I feel better when I understand what I am going through, whether I have a solution to the problem. It is only when you understand what is happening that you can find a solution to it.
Take deep breaths
The most immediate and quick response to managing stress is simply closing your eyes and taking a deep breath. I used to think this piece of advice sounded like something only for yoga practitioners, but I’ve started doing this while counting up to 10, and to my surprise, it works wonders.
Since stress also keeps your body and muscles tight and constantly on standby, exercising and eating a healthy diet can help release the tension in your muscles while keeping you healthy.
Did you know that it is not a good idea to multitask? Studies have shown that multitasking actually slows you down and interrupts your momentum as your brain must constantly switch on and off from one task to another, with the extra effort unconsciously adding to your stress.
Instead of multitasking, you can take advantage of dead time to get other things done. For instance, while you’re in a long queue in the bank, you can check your e-mail.
If you find yourself stuck in traffic and you’re not behind the wheel, get work done or catch up on sleep.

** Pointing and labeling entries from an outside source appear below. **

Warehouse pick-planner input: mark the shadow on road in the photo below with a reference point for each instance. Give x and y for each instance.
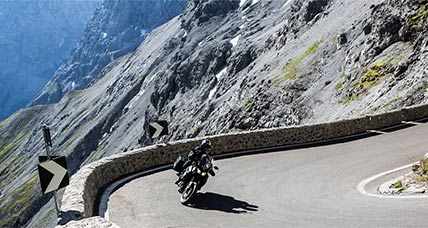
(218, 202)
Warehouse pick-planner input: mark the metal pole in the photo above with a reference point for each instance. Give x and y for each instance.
(58, 212)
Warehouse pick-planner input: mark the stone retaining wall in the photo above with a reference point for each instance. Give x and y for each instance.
(80, 197)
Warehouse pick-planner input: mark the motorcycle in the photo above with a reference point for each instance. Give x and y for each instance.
(197, 177)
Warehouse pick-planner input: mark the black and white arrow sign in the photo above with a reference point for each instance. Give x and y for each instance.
(53, 174)
(158, 128)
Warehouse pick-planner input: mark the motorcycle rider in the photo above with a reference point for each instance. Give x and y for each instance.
(194, 156)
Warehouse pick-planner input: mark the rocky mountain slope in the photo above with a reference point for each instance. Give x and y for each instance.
(35, 36)
(226, 66)
(117, 28)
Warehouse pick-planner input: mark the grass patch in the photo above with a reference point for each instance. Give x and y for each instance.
(339, 86)
(372, 75)
(291, 68)
(397, 185)
(248, 104)
(21, 200)
(420, 16)
(349, 99)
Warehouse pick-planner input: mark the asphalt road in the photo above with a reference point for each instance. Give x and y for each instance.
(313, 187)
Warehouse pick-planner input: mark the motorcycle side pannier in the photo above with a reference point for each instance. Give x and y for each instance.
(178, 164)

Experts also suggest that you give yourself a break and start with a small, easy-to-finish task. I feel that getting the small things done and out of the way helps to “de-clutter” the list of things to do.
Just say ‘no’
One way to make time for yourself is to say “no” more often. Sometimes, we want to do so much for our loved ones that we take on more than we can do.
A friend said to me once, “I am doing more (for my children) by doing less for them.”
The time away, doing something you enjoy such as a hobby, reading or getting a massage, will melt the stress away and revive you.
I’ve also come to appreciate the power of a weekday Mass. As a child and teenager, I used to stare at my watch during Sunday Masses and try to weasel my way out of them with my mom because I felt I could be doing so much more.
Now, as an adult, I have realized that prioritizing what you have to do and making sure you finish them to have that window for Mass makes me more productive. It is calming to just sit back and lift up to God all your worries and concerns, knowing they will be heard, and that help is on its way while you pray.
Talk it out
Another great stress buster involves a woman’s favorite pastime—talking! Conversing with someone you trust is a great way to articulate feelings and fears you may not even realize you are experiencing.
Just make sure that the person you are reaching out to is someone who can help uplift you, whether by simply being there, listening or expressing support. Stay away from negative-energy vampires who may end up stressing you more.
We must recognize our triggers and eliminate or reduce them. Some external triggers can be easily avoided—stay away from distractions, temptation and people who bring you down.
Social media is fast becoming a stress trigger nowadays for people who suffer from
“social media envy.” If you find yourself getting stressed after a scroll through your preferred social media platform, do yourself a favor and disconnect until you are secure enough not to get affected.
When all else fails, you can also try changing your perception and attitude toward life. As a line from one of my favorite shows says, “Always look on the bright side of life!”